P.WYFFELSHALLE-ZOERSEL,
Vaardighedenlabo et Centrum voor Huisartsgeneeskunde de l’Université d’Anvers.

Les pathologies du genou occupent une place importante en médecine générale. Après l’épaule, le genou est l’articulation le plus fréquemment affectée. L’examen clinique est facile; le diagnostic peut très bien être posé au cabinet. Souvent, la ponction et l’infiltration de l’articulation du genou sont indiquées. Ces pratiques font partie des compétences de base du médecin de première ligne.

Au niveau du genou, la bursite est la conséquence d’une irritation mécanique chronique. Elle peut apparaître chez les personnes qui s’agenouillent beaucoup, d’où l’appellation de «genou de curé» ou «genou de nonne». Elle peut également trouver son origine dans un traumatisme direct. Dans ce dernier cas, il s’agit généralement d’une chute sur les genoux ou d’un coup de pied, par exemple pendant la pratique du football ou du hockey.
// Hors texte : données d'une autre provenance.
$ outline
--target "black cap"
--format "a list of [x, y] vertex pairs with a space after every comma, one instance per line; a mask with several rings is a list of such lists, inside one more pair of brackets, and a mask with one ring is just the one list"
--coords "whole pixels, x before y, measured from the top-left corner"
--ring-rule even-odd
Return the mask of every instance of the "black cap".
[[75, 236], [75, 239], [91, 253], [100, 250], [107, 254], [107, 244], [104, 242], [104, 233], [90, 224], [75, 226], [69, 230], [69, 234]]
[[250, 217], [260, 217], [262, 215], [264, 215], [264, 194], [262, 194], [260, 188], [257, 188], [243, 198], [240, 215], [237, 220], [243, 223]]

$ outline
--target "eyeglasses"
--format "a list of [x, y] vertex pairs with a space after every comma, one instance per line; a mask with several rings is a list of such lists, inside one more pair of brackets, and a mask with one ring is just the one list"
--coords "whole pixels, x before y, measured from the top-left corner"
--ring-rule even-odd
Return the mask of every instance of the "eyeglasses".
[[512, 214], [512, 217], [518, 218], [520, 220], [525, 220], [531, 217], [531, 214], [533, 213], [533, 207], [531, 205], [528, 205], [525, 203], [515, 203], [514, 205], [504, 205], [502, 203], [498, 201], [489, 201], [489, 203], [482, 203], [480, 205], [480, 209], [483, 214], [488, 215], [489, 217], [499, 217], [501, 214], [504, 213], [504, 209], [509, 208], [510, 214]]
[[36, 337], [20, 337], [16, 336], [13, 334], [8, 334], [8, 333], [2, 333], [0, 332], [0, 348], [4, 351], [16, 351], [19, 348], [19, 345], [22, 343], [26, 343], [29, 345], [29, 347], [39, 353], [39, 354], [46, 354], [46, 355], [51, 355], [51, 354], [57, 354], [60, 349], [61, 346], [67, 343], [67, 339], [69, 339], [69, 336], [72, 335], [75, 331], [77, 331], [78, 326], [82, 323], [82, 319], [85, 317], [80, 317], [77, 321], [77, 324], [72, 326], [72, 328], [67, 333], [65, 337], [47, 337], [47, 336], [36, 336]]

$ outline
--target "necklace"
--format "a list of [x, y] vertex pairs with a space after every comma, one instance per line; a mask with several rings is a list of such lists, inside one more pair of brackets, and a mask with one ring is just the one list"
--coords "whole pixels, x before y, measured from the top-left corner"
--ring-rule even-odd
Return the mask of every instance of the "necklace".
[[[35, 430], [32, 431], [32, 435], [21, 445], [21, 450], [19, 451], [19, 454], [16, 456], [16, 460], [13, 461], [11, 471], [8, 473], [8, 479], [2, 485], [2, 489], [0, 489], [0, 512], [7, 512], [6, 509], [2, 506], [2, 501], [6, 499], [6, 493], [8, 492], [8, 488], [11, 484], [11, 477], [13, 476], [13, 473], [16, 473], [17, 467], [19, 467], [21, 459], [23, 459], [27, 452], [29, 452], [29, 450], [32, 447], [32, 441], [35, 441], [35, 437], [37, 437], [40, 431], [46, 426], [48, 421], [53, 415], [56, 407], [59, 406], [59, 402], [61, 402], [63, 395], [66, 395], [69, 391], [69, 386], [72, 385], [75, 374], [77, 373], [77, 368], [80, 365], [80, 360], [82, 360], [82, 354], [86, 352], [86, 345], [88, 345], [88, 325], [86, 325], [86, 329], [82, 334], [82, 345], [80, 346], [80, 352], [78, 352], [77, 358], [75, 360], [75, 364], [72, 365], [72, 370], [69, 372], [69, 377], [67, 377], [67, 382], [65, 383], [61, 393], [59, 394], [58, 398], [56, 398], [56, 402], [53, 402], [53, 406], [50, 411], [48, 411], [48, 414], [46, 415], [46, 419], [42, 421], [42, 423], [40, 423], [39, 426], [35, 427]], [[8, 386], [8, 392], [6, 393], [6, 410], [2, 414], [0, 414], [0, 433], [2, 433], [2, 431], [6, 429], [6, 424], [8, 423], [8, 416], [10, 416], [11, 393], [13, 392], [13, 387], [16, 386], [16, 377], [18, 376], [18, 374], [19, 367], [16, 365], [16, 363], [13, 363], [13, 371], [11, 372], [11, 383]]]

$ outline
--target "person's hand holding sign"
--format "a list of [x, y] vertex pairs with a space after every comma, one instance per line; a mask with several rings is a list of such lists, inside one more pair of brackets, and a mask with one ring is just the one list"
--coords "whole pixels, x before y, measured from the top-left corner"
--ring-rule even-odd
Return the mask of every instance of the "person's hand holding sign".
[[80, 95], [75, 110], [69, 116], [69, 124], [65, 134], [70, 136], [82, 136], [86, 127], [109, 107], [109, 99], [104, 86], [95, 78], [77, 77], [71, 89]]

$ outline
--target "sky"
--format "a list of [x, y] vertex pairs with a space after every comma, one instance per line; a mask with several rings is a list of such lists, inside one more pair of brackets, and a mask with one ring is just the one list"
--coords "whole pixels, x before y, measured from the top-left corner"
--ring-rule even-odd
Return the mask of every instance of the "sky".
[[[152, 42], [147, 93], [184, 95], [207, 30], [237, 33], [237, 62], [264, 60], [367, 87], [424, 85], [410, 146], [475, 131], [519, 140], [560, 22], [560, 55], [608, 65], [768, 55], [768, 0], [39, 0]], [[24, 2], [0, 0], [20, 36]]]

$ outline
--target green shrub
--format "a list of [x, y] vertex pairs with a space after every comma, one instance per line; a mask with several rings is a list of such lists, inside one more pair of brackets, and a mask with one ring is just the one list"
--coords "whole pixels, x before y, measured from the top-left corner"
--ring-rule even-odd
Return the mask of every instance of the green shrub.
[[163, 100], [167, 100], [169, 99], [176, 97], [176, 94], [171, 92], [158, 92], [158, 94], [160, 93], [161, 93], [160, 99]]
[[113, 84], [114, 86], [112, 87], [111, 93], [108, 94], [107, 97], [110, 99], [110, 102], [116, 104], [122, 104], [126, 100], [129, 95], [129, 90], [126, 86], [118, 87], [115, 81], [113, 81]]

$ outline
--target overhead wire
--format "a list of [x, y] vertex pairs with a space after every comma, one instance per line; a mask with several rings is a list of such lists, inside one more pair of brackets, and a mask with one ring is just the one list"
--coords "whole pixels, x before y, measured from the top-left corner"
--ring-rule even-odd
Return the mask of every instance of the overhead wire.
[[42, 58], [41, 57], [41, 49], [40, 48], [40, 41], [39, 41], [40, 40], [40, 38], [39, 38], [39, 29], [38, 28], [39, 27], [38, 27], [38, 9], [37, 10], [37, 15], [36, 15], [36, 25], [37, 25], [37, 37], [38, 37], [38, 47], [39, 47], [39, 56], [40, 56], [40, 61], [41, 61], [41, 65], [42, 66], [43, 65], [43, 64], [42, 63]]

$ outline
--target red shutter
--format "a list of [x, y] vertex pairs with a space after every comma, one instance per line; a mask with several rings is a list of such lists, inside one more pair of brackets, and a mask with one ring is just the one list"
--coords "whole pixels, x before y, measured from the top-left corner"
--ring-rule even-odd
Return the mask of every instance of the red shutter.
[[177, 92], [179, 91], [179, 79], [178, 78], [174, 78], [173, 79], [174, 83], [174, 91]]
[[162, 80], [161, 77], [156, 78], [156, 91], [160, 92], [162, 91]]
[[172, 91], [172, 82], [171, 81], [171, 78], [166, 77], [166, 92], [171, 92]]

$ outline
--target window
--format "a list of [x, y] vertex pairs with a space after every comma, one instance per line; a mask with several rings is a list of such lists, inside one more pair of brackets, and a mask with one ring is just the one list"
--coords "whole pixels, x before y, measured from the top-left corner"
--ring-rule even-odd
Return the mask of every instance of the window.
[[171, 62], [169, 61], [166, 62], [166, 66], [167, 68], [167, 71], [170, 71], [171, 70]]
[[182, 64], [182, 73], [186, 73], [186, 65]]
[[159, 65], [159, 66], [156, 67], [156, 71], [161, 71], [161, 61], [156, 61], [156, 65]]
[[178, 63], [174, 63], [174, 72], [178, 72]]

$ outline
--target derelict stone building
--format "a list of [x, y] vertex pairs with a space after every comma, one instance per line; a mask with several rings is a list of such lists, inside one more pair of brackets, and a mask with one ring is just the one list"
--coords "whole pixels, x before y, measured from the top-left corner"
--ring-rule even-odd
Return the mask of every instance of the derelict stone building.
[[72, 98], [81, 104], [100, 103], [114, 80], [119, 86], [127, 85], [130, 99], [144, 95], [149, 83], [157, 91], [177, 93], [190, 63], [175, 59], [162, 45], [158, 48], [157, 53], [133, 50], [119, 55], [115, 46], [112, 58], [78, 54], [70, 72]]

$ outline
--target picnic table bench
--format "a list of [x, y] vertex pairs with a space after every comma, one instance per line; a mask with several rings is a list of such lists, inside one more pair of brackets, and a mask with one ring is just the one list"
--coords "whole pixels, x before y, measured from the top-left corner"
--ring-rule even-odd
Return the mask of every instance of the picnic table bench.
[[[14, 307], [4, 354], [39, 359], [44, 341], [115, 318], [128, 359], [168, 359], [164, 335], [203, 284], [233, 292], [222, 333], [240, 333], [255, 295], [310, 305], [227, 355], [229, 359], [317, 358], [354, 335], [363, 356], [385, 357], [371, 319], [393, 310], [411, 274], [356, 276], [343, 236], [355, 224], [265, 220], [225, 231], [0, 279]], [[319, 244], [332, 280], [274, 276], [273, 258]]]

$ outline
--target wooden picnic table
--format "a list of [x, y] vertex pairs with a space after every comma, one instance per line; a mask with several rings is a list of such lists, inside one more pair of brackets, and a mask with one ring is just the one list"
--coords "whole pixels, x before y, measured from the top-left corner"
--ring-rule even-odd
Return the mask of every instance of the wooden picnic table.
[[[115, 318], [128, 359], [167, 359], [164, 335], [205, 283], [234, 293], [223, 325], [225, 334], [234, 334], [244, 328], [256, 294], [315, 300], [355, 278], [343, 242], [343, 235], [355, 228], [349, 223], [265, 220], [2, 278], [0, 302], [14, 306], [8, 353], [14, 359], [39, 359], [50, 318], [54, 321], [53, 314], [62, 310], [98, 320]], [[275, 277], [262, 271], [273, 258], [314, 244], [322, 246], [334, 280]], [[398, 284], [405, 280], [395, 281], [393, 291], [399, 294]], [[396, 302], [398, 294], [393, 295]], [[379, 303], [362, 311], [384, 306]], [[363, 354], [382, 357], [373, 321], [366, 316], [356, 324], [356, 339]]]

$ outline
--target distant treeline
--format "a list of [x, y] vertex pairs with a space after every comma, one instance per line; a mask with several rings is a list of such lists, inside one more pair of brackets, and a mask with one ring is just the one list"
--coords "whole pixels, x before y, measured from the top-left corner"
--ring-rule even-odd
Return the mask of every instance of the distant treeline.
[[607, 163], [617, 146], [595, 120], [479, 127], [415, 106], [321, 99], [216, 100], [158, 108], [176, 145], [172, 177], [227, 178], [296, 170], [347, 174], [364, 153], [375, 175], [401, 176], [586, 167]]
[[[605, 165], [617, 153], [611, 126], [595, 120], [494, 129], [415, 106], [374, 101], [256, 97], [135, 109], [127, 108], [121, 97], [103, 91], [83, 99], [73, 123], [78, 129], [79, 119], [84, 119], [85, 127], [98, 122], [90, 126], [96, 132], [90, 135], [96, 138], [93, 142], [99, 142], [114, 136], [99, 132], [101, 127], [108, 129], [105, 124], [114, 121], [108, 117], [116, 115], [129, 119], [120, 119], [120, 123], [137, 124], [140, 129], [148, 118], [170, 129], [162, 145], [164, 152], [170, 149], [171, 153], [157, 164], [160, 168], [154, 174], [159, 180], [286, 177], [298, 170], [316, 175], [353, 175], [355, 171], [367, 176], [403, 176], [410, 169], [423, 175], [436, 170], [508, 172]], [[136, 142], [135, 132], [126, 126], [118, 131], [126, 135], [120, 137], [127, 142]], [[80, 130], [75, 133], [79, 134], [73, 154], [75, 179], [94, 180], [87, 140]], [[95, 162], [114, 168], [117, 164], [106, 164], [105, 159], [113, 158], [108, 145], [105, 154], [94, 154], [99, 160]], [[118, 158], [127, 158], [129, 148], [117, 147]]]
L’articulation du genou est entourée de trois bourses de grande taille et de plusieurs bourses de petite taille. La bourse infrapatellaire superficielle est située entre le ligament rotulien et la peau; la bourse infrapatellaire profonde est située entre le ligament rotulien et le tibia; la bourse prépatellaire est située entre la peau et la face antérieure de la rotule. Les petites bourses ont des localisations très variables. La bourse située au-dessus de la patte d’oie peut notamment causer des problèmes chez les nageurs et les coureurs débutants. La bourse du ligament collatéral médial peut elle aussi être le siège d’une inflammation; elle est située sous le ligament en question.

Observations cliniques

Les signes cliniques de la bursite sont une douleur à la pression et un œdème parfois important. L’examen fonctionnel est souvent négatif. Toutefois, une douleur peut apparaître à l’étirement ou lors de la mobilisation contre résistance: en effet, il y a alors augmentation de la pression sur la bourse affectée. Sur la base de la localisation, la palpation permet de faire la distinction entre une bursite prépatellaire et une bursite infrapatellaire superficielle ou profonde. En cas de doute, on peut réaliser une échographie: il s’agit d’un examen peu coûteux et efficace.
À titre d’exemple, nous évoquerons l’inflammation de la bourse prépatellaire sous-cutanée.

Examen fonctionnel

L’examen fonctionnel se révèle souvent négatif. Il y a douleur à la pression in loco. Lorsque la douleur est marquée, on observe parfois une augmentation de celle-ci lors de la flexion passive (étirement) ou de l’extension contre résistance (suite à la traction sur la peau).

L’infiltration

Le patient est couché sur le dos, le genou à traiter étant étendu. Le médecin est debout ou assis à côté de la table d’examen, du côté affecté.
La bourse est d’abord délimitée à l’aide d’un crayon dermatologique (illustration 1).

 

  Illustration 1 (à gauche)
Le pourtour de la bourse est délimité au crayon dermatologique
(attention: pas les lignes droites).
Illustration 2 (à droite)
L’aiguille d’injection est introduite horizontalement. La bourse est
infiltrée en éventail (l’aiguille est retirée et réintroduite selon un angle légèrement différent). L’infiltration a lieu lors du retrait, sur la base de la douleur.



La bourse prépatellaire est située en sous-cutané, sur la rotule.
À partir de l’aspect latéral, on introduit horizontalement une aiguille de 5 cm entre la rotule et la peau. Si la bourse est manifestement gonflée, celle-ci sera d’abord aspirée puis infiltrée. La technique est la même pour toutes les bursites: l’infiltration se fait en éventail. Toute la structure affectée est infiltrée (illustration 2).
En cas de douleur, lors du retrait de l’aiguille, on injecte une certaine quantité de corticostéroïde (par exemple de l’acétonide de triamcinolone à 1 mg/10 ml) en association 1:1 avec un anesthésique local (de la lidocaïne par exemple). Au préalable, on s’informera toujours d’une éventuelle allergie aux anesthésiques locaux.

Post-cure

On conseillera au patient un repos relatif, c’est-à-dire dans les limites de la douleur. Pendant la période de revalidation, le patient devra absolument éviter de s’agenouiller. On peut administrer trois infiltrations au maximum, à intervalle d’une à trois semaines. En cas d’échec du traitement conservateur, le patient sera adressé à un chirurgien pour excision.